Search code examples
pythonazure-blob-storageazure-sdk-python

Write zip to Blob storage Azure


I'm trying to zip files present in container 'input' and move them to container 'output'.
I'm using python SDK

# connection to blob storage via Azure Python SDK
connection_string = "myConnectionString"

blob_service_client = BlobServiceClient.from_connection_string(connection_string)

# get container client
input_container = blob_service_client.get_container_client(container="input")

# filename
filename = "document_to_zip.pdf"

# init zip object
zip_filename = "document_zipped.zip"
zip_object = ZipFile(zip_filename, "w")

data = input_container.download_blob(filename).readall()
zip_object.write(data)

# upload blob to results container as .zip file
results_blob = blob_service_client.get_blob_client(container="output",blob=zip_filename)
results_blob.upload_blob(zip_object, overwrite=True)

Get the following error :
Exception: ValueError: stat: embedded null character in path.
More general question : do you think my approach is fine regarding ziping and moving blob from one container to another ?

Thanks


Solution

  • In general, this error occurs when path contains '/' or ' \' in it. Meanwhile I could able to resolve it by removing the zip_object.write(data) line. Also keep in mind that the above-mentioned code works only for a single file in input container with an unsupported content which throws an error when downloaded.

    The below code works but gives error when downloaded

    from azure.storage.blob import BlobServiceClient
    from zipfile import ZipFile
    
    # connection to blob storage via Azure Python SDK
    connection_string = "<YOUR_CONNECTION_STRING>"
    
    blob_service_client = BlobServiceClient.from_connection_string(connection_string)
    
    # get container client
    input_container = blob_service_client.get_container_client(container="input")
    
    # filename
    filename = "document_to_zip.pdf"
    
    # init zip object
    zip_filename = "document_zipped.zip"
    zip_object = ZipFile(zip_filename, "w")
    
    data = input_container.download_blob(filename).readall()
    
    # upload blob to results container as .zip file
    results_blob = blob_service_client.get_blob_client(container="output",blob=zip_filename)
    results_blob.upload_blob(zip_object, overwrite=True)
    

    RESULTS:

    enter image description here


    Meanwhile you can save a group of files by looping inside the input container and zip them inside output container.

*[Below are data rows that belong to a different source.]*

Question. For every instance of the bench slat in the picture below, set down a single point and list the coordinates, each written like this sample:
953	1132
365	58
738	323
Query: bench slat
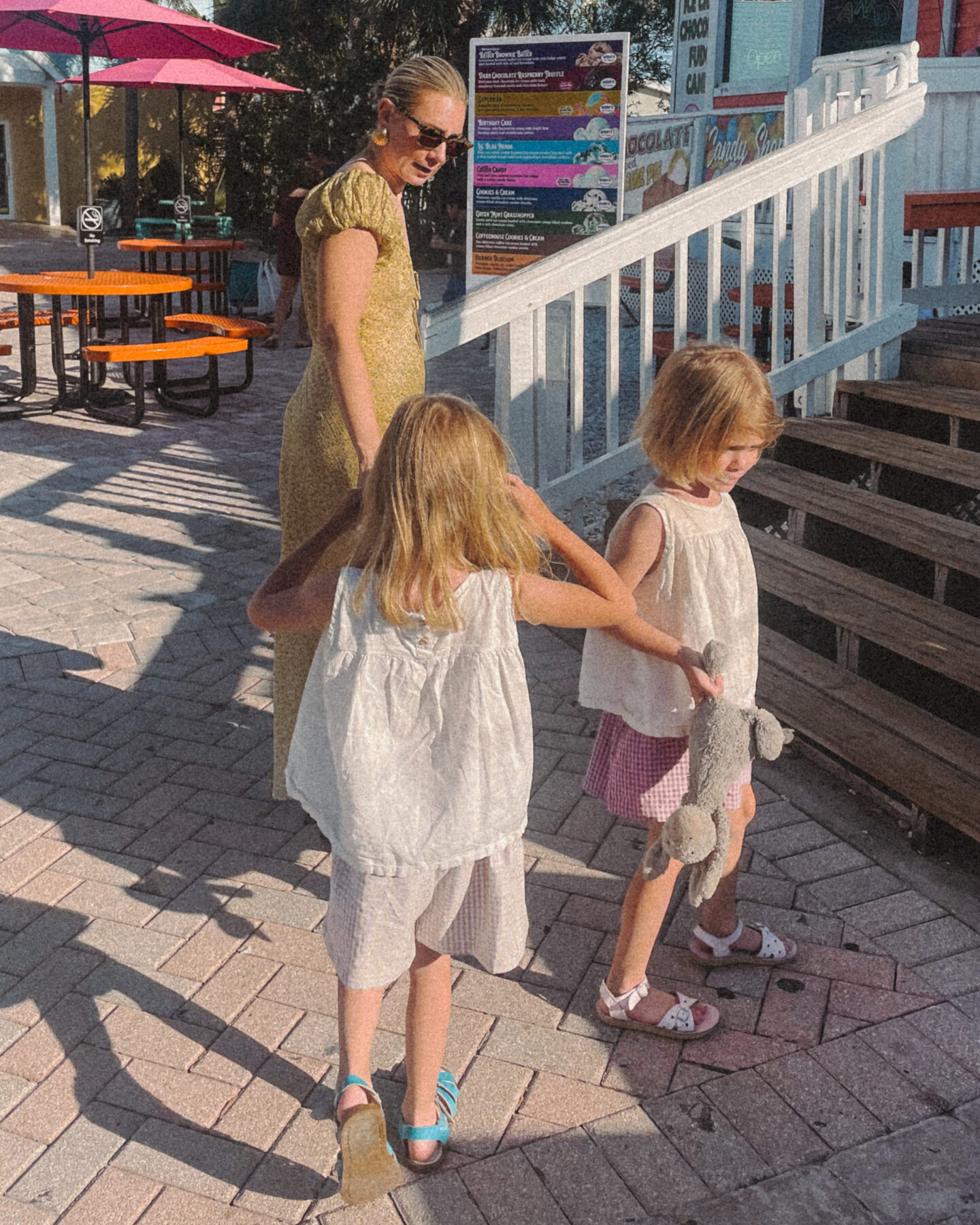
167	350
924	533
919	629
921	757
894	450
947	401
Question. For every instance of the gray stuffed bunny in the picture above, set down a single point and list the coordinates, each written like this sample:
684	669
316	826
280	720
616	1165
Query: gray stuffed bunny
724	739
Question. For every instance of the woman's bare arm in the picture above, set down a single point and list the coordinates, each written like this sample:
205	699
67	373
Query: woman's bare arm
346	263
289	600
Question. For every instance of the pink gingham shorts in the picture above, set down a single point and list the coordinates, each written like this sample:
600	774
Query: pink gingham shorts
643	778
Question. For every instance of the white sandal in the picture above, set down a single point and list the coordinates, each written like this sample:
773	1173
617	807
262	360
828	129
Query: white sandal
773	949
676	1022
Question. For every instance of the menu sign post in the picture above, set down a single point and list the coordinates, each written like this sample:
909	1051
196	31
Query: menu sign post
546	163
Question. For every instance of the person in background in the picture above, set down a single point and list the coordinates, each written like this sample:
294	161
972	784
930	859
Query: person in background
455	244
320	163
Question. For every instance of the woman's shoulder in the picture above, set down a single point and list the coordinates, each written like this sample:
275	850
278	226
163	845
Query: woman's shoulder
352	199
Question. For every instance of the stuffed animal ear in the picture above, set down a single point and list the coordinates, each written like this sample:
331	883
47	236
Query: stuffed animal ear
689	834
716	657
770	738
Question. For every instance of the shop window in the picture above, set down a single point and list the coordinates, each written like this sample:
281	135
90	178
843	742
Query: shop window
759	36
853	27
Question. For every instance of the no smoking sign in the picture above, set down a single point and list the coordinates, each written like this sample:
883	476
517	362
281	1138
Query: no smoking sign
90	226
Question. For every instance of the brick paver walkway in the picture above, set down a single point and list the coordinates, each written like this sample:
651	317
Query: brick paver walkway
167	1007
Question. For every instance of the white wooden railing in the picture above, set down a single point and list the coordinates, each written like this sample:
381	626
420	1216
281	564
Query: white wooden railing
840	180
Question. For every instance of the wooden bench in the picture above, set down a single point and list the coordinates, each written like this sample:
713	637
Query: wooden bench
949	543
211	347
885	448
957	404
923	757
863	606
235	326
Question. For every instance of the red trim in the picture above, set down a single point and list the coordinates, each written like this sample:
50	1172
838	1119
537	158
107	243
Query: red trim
968	27
941	210
749	99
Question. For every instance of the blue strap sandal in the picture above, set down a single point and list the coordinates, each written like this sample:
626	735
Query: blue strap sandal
367	1166
447	1096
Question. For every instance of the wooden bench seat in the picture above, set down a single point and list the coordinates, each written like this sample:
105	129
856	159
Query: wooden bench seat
886	447
949	543
924	759
211	347
235	326
864	606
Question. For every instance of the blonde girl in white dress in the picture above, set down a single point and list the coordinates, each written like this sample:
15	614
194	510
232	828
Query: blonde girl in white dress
413	745
681	551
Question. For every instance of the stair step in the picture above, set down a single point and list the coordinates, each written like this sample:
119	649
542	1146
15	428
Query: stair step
921	757
947	401
941	638
937	537
885	446
943	344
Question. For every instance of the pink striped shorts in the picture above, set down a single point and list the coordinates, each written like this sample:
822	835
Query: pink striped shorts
643	778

    from azure.storage.blob import BlobServiceClient
    from zipfile import ZipFile
    
    connection_string = "<Your_CONNECTION_STRING>"
    
    blob_service_client = BlobServiceClient.from_connection_string(connection_string)
    
    input_container = blob_service_client.get_container_client(container="input")
    
    generator = input_container.list_blobs()
    for blob in generator:    
        data = input_container.download_blob(blob.name).readall()
        results_blob = blob_service_client.get_blob_client(container="output"+"/"+"ZipFolder.zip",blob=blob.name)
        results_blob.upload_blob(data, overwrite=True)
    

    RESULTS:

    enter image description here

    enter image description here